Kötü bir şey olacak diye ödüm kopuyordu telefonlarını da açmıyordu kalbim ağzımda atıyordu sanki bir el yüreğimi sıkıyor gibi hissediyordum. Sabah konaktakilerin uyandığını duyduğum halde dışarıda beklemeye devam ediyordum. Hewi ve Firuz babam birkaç kez yanıma gelmişlerdi benimle konuşmaya çabalamışlardı ama nafile beni ikna edip içeriye sokamamışlardı.

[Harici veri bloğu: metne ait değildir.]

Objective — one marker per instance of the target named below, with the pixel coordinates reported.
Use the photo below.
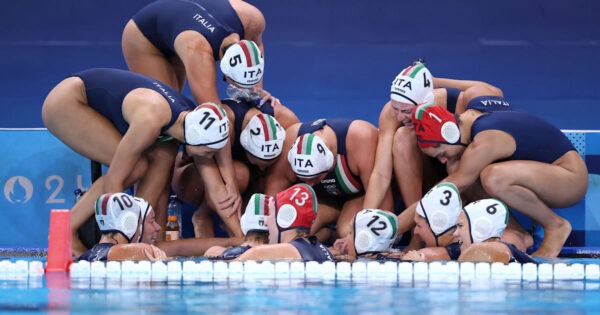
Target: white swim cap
(207, 125)
(309, 156)
(263, 137)
(118, 213)
(374, 231)
(145, 209)
(413, 85)
(257, 211)
(440, 207)
(243, 63)
(487, 218)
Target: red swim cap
(296, 207)
(434, 124)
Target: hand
(154, 253)
(236, 207)
(265, 97)
(414, 255)
(341, 245)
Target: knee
(405, 142)
(141, 167)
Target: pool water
(257, 293)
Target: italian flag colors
(412, 70)
(348, 183)
(251, 52)
(261, 204)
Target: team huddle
(333, 189)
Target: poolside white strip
(439, 271)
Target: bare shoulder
(252, 18)
(285, 116)
(387, 119)
(214, 251)
(128, 251)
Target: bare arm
(487, 147)
(136, 252)
(486, 252)
(145, 123)
(470, 89)
(194, 247)
(381, 175)
(270, 252)
(463, 85)
(362, 149)
(200, 66)
(280, 175)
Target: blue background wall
(337, 58)
(328, 58)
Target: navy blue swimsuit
(97, 253)
(453, 250)
(340, 183)
(311, 250)
(162, 21)
(536, 139)
(107, 88)
(517, 255)
(490, 104)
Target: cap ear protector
(413, 85)
(440, 207)
(487, 219)
(374, 231)
(310, 156)
(296, 207)
(263, 137)
(257, 211)
(145, 209)
(118, 213)
(435, 124)
(243, 63)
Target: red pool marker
(59, 241)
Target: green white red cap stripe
(261, 204)
(349, 184)
(269, 126)
(412, 70)
(305, 144)
(251, 52)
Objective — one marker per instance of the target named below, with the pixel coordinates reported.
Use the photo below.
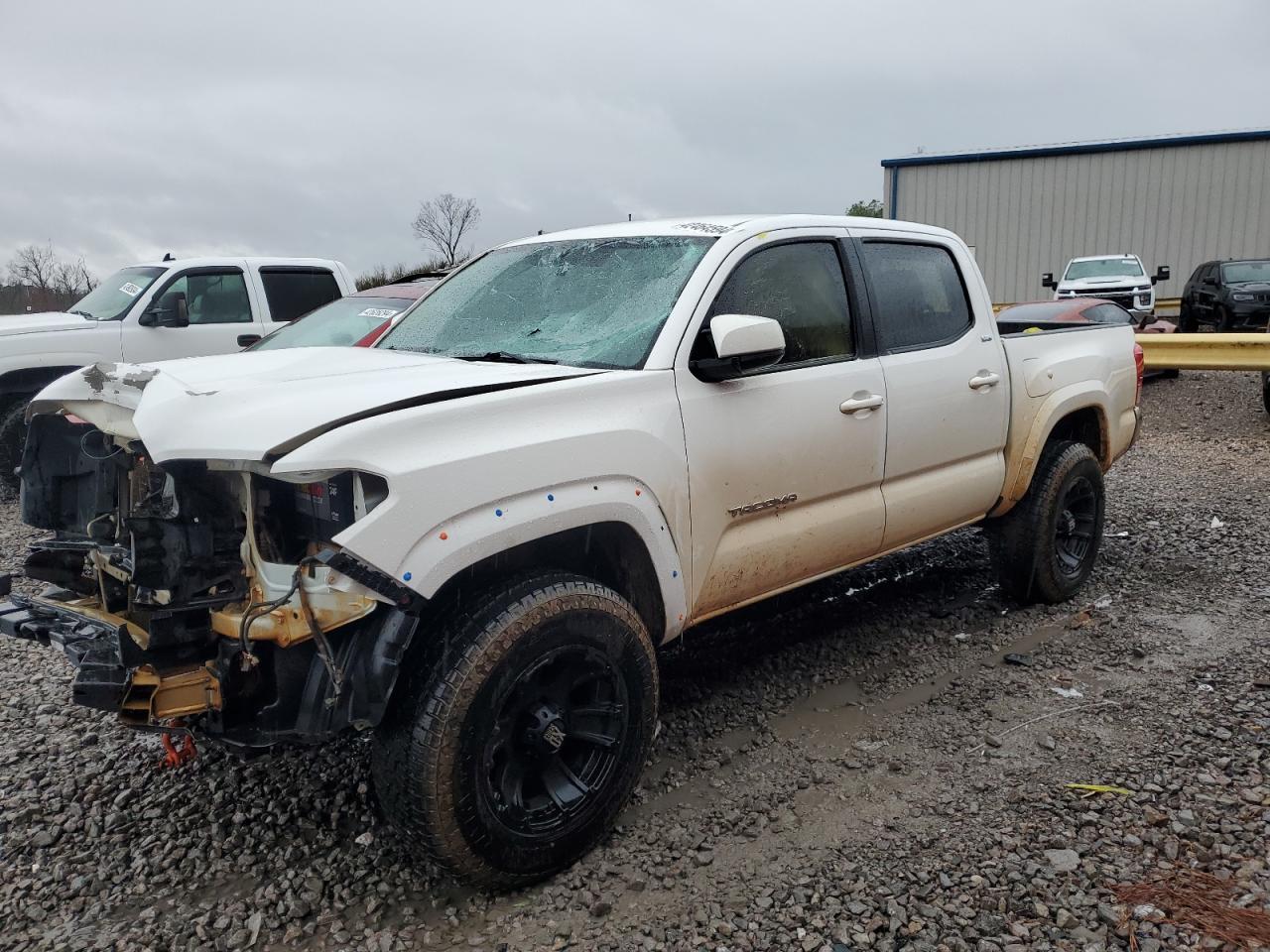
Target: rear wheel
(513, 758)
(13, 435)
(1046, 546)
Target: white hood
(262, 404)
(44, 322)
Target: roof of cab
(717, 225)
(209, 261)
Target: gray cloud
(293, 128)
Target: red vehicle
(1087, 309)
(357, 320)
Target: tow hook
(178, 746)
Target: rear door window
(919, 298)
(294, 293)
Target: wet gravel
(852, 766)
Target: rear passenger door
(948, 390)
(294, 291)
(784, 465)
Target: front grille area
(1118, 296)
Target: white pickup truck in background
(189, 307)
(1118, 278)
(471, 537)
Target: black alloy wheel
(556, 742)
(1074, 530)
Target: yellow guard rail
(1206, 352)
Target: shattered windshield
(112, 298)
(588, 302)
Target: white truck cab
(471, 537)
(1118, 278)
(157, 311)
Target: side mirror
(743, 343)
(168, 311)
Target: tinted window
(213, 298)
(293, 293)
(1238, 272)
(917, 294)
(799, 285)
(339, 324)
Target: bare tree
(46, 281)
(36, 267)
(444, 222)
(75, 280)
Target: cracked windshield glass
(588, 302)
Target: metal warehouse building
(1176, 200)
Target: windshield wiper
(502, 357)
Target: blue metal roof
(1115, 145)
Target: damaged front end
(203, 593)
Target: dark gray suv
(1228, 295)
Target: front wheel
(1044, 548)
(512, 756)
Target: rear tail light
(1139, 361)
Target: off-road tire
(13, 435)
(426, 757)
(1024, 539)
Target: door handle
(856, 405)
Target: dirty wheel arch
(550, 675)
(1046, 547)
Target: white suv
(1118, 278)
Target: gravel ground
(857, 765)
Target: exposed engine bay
(212, 598)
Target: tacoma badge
(765, 504)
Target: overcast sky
(303, 128)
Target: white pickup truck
(472, 537)
(1118, 278)
(155, 311)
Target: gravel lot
(852, 766)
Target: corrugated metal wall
(1175, 204)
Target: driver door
(785, 465)
(222, 309)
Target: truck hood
(257, 407)
(45, 322)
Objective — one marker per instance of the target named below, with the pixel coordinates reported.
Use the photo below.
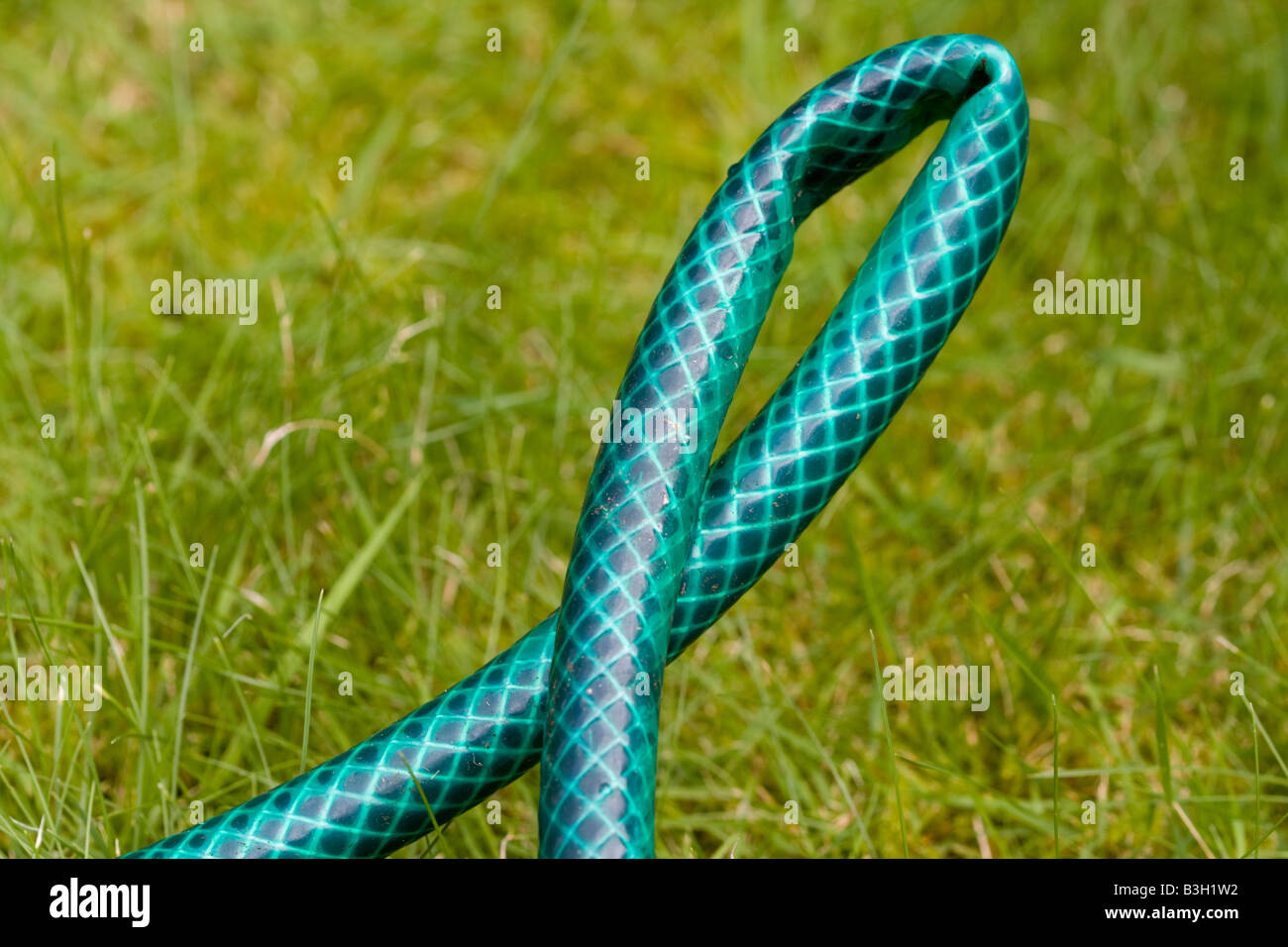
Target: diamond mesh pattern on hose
(665, 544)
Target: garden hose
(666, 543)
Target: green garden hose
(666, 544)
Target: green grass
(471, 424)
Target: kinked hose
(666, 541)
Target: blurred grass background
(516, 169)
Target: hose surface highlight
(665, 544)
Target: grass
(471, 424)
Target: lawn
(178, 489)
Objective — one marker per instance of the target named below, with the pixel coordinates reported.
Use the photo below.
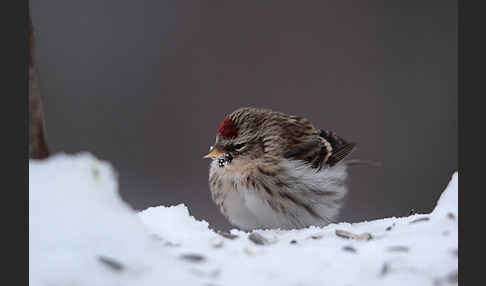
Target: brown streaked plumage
(272, 170)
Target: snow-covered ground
(82, 233)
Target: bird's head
(237, 138)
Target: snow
(82, 233)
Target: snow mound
(82, 233)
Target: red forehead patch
(227, 129)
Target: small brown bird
(272, 170)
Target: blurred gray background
(145, 85)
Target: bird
(270, 170)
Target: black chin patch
(225, 160)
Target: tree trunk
(38, 148)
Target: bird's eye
(239, 147)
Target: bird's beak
(214, 153)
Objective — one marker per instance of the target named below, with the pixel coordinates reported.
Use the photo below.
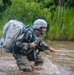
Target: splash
(48, 68)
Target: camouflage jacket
(30, 35)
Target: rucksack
(11, 31)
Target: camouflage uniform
(26, 53)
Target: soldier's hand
(51, 49)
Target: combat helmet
(39, 23)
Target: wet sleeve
(24, 45)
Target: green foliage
(60, 18)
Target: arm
(46, 47)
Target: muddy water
(61, 62)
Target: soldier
(26, 46)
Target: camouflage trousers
(23, 62)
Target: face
(38, 33)
(43, 30)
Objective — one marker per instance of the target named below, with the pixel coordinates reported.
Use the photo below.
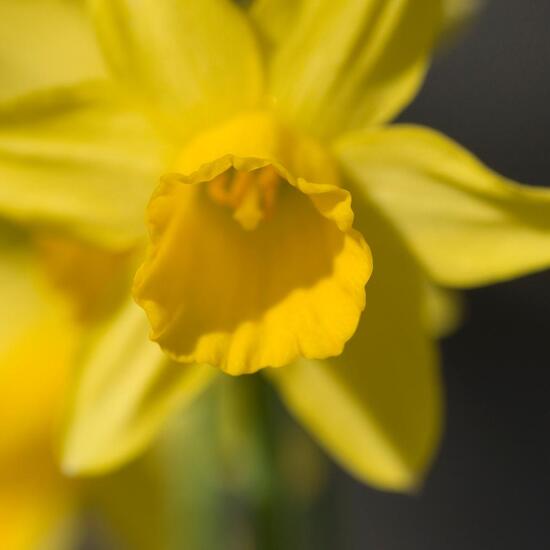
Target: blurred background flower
(253, 477)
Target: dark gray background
(490, 486)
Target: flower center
(251, 195)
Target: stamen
(252, 194)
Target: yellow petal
(36, 513)
(466, 224)
(125, 392)
(77, 160)
(45, 43)
(196, 60)
(376, 408)
(37, 342)
(244, 286)
(354, 62)
(457, 15)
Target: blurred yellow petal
(466, 224)
(124, 393)
(352, 63)
(377, 408)
(37, 343)
(196, 60)
(76, 159)
(35, 513)
(45, 43)
(457, 15)
(443, 310)
(271, 268)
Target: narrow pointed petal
(466, 224)
(45, 43)
(196, 60)
(125, 391)
(353, 63)
(77, 160)
(377, 408)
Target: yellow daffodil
(254, 142)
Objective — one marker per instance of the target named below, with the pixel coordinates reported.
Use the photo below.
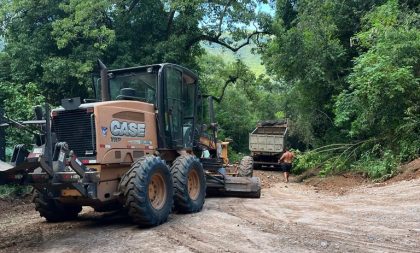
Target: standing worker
(286, 163)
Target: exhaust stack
(105, 96)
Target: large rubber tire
(189, 184)
(52, 210)
(147, 191)
(246, 167)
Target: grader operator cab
(135, 146)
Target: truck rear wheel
(52, 210)
(189, 184)
(246, 167)
(147, 191)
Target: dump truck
(136, 146)
(266, 143)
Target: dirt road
(288, 218)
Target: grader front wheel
(147, 191)
(189, 184)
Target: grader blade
(245, 187)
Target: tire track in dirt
(293, 219)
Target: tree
(382, 100)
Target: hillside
(253, 61)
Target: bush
(306, 161)
(377, 167)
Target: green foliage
(376, 167)
(306, 161)
(308, 57)
(384, 91)
(18, 101)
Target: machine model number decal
(116, 139)
(129, 129)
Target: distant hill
(253, 61)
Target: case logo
(129, 129)
(104, 130)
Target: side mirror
(39, 115)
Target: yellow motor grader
(138, 145)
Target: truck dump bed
(268, 137)
(266, 142)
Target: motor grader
(135, 146)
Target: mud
(314, 216)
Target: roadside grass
(375, 163)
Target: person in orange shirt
(286, 163)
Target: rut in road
(293, 217)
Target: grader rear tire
(189, 184)
(246, 167)
(147, 191)
(52, 210)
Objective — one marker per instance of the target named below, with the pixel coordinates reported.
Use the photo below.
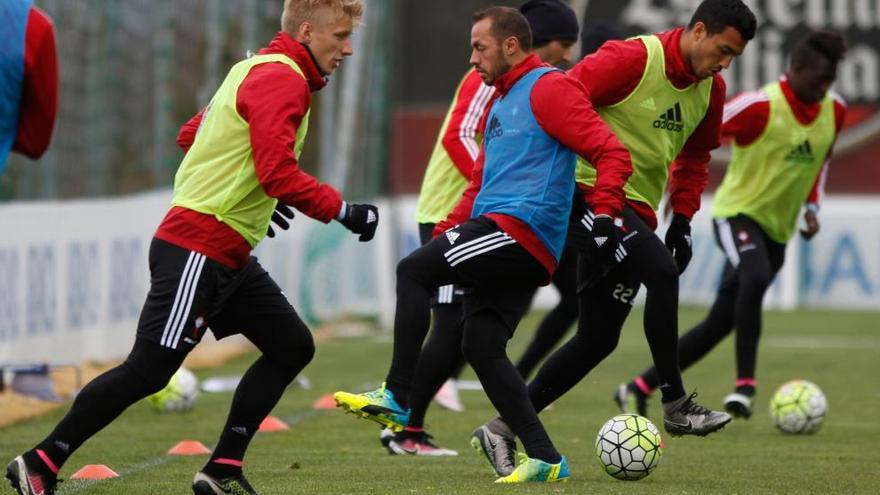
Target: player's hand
(679, 242)
(361, 219)
(278, 218)
(578, 205)
(604, 242)
(812, 225)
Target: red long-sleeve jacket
(747, 115)
(273, 100)
(39, 96)
(561, 108)
(613, 72)
(466, 122)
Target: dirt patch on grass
(16, 407)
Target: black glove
(278, 217)
(361, 219)
(606, 238)
(678, 241)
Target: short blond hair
(297, 12)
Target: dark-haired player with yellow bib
(782, 139)
(663, 97)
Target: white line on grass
(76, 486)
(822, 342)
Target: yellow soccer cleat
(378, 405)
(537, 470)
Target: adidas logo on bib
(670, 120)
(802, 153)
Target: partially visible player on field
(505, 237)
(663, 96)
(28, 80)
(782, 136)
(559, 319)
(554, 30)
(241, 160)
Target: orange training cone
(189, 447)
(325, 402)
(271, 423)
(94, 472)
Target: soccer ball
(179, 395)
(798, 406)
(628, 447)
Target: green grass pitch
(333, 453)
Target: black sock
(484, 343)
(256, 395)
(439, 359)
(146, 370)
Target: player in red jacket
(753, 234)
(663, 97)
(28, 80)
(241, 159)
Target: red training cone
(189, 447)
(271, 423)
(94, 472)
(325, 402)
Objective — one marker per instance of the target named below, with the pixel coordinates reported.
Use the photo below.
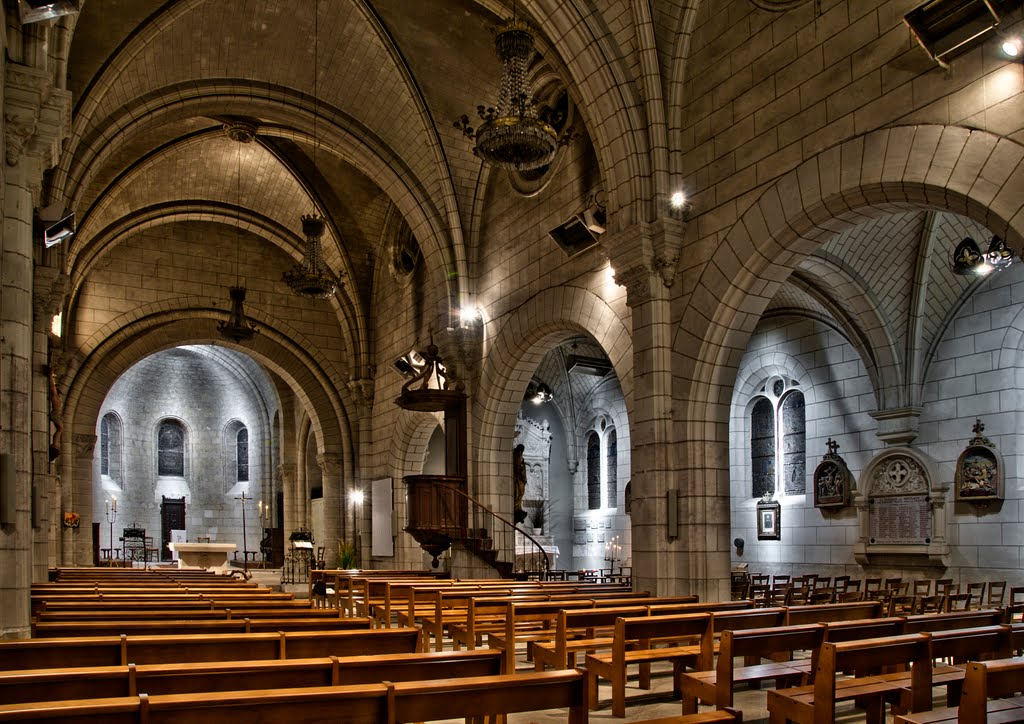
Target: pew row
(476, 698)
(121, 650)
(196, 677)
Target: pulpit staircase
(440, 509)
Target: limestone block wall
(209, 397)
(976, 372)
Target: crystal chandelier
(311, 278)
(238, 328)
(511, 135)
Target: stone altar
(202, 555)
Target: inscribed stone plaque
(900, 519)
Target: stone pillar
(76, 546)
(334, 494)
(292, 513)
(36, 118)
(694, 557)
(363, 392)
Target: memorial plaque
(900, 519)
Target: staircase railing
(516, 552)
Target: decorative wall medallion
(833, 479)
(979, 471)
(899, 475)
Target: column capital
(37, 116)
(331, 463)
(644, 257)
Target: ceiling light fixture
(312, 278)
(512, 135)
(238, 328)
(968, 258)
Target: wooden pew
(833, 612)
(986, 686)
(632, 644)
(121, 650)
(68, 629)
(160, 679)
(580, 631)
(815, 704)
(958, 646)
(716, 686)
(472, 697)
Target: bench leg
(591, 689)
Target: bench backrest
(985, 679)
(828, 612)
(869, 655)
(387, 701)
(952, 620)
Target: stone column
(694, 556)
(363, 392)
(76, 548)
(36, 118)
(334, 494)
(292, 513)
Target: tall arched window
(171, 449)
(611, 488)
(242, 455)
(778, 449)
(110, 446)
(593, 471)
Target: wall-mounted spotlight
(538, 393)
(969, 259)
(54, 224)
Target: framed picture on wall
(768, 521)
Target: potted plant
(346, 555)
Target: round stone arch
(950, 168)
(151, 330)
(512, 355)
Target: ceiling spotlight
(538, 393)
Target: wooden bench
(68, 629)
(833, 612)
(121, 650)
(632, 644)
(716, 686)
(815, 704)
(472, 697)
(159, 679)
(986, 686)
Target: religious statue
(518, 481)
(56, 416)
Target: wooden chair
(996, 592)
(977, 591)
(958, 602)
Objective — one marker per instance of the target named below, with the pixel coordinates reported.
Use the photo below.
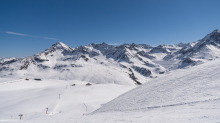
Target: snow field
(31, 98)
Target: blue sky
(28, 27)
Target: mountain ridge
(137, 63)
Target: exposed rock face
(146, 61)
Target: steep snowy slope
(180, 87)
(102, 63)
(198, 52)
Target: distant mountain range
(104, 63)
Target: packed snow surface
(179, 87)
(186, 95)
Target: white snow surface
(185, 96)
(179, 87)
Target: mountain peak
(61, 46)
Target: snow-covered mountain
(104, 63)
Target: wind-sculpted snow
(185, 86)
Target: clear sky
(28, 27)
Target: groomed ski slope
(31, 98)
(184, 86)
(184, 96)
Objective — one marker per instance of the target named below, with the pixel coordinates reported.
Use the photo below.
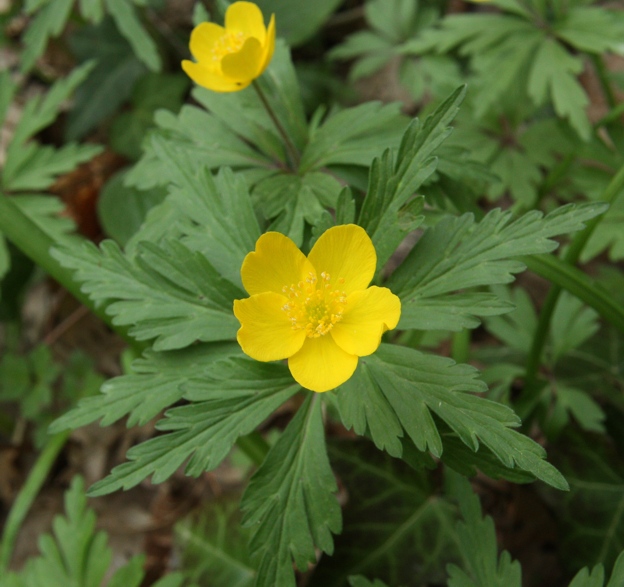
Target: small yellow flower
(229, 58)
(316, 311)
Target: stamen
(314, 308)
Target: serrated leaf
(122, 209)
(47, 213)
(156, 382)
(129, 25)
(34, 167)
(459, 253)
(214, 545)
(204, 432)
(592, 514)
(223, 223)
(392, 184)
(167, 293)
(111, 81)
(478, 545)
(294, 200)
(359, 581)
(353, 136)
(49, 22)
(41, 111)
(416, 386)
(298, 20)
(395, 526)
(592, 28)
(75, 554)
(289, 503)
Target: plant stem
(292, 151)
(27, 495)
(531, 388)
(603, 77)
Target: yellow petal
(345, 252)
(276, 263)
(269, 46)
(266, 333)
(204, 38)
(246, 17)
(367, 316)
(243, 65)
(210, 80)
(321, 364)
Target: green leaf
(413, 387)
(353, 136)
(205, 431)
(33, 167)
(244, 113)
(359, 581)
(75, 554)
(289, 503)
(167, 293)
(131, 28)
(156, 382)
(122, 209)
(151, 92)
(392, 184)
(592, 28)
(478, 545)
(49, 22)
(111, 81)
(220, 220)
(297, 20)
(458, 253)
(7, 91)
(396, 527)
(294, 200)
(580, 285)
(592, 515)
(213, 547)
(28, 165)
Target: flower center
(228, 43)
(314, 308)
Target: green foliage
(230, 400)
(299, 20)
(51, 16)
(78, 555)
(477, 542)
(156, 382)
(30, 166)
(168, 293)
(289, 503)
(214, 546)
(392, 185)
(389, 503)
(475, 254)
(527, 49)
(392, 23)
(34, 382)
(152, 92)
(110, 83)
(122, 209)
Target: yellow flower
(316, 311)
(229, 58)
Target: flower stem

Konağın dışından yansıyan polis arabalarının ışıklarını gördüğümde göğsümdeki el kalbimi parçalayacak gibi olmuştu sanki. Buraya gelmemesini diledim burada bir sürü konak vardı bir başkasına gelmiş olmalarını diledim ama o polis arabası bu konaktan içeriye girmişti. Aklım her zaman neden en kötüsünü ilişirdi ki, hızlıca ayaklandım ve kahya Mehmet abinin yanına ilerledim polisleri o karşılamıştı.

"Bir sorun mu var memur bey?"dediğinde Memur ikimize bakıp konuştu.

"Avzem Miran?"diye sorduğunda kafamı salladım.

"Be-benim."

"Eşiniz Diyar Miran saat gece üç sularında anayolda bir tırla kafa kafaya çarpışmış."dediğinde nefesim kesilmişti sanki gözlerim dolu dolu olurken kafamı iki yana salladım.

"Ha-hangi hastanede nerede benim kocam? Nerede? Hadi hemen gidelim nerede ameliyata mı alındı konuşsanıza?"diye bağırdığımda kafasını eğmişti nasıl söyleyeceğini bilemez gibi sesimize konaktakiler çıkarken memur bey konuştu.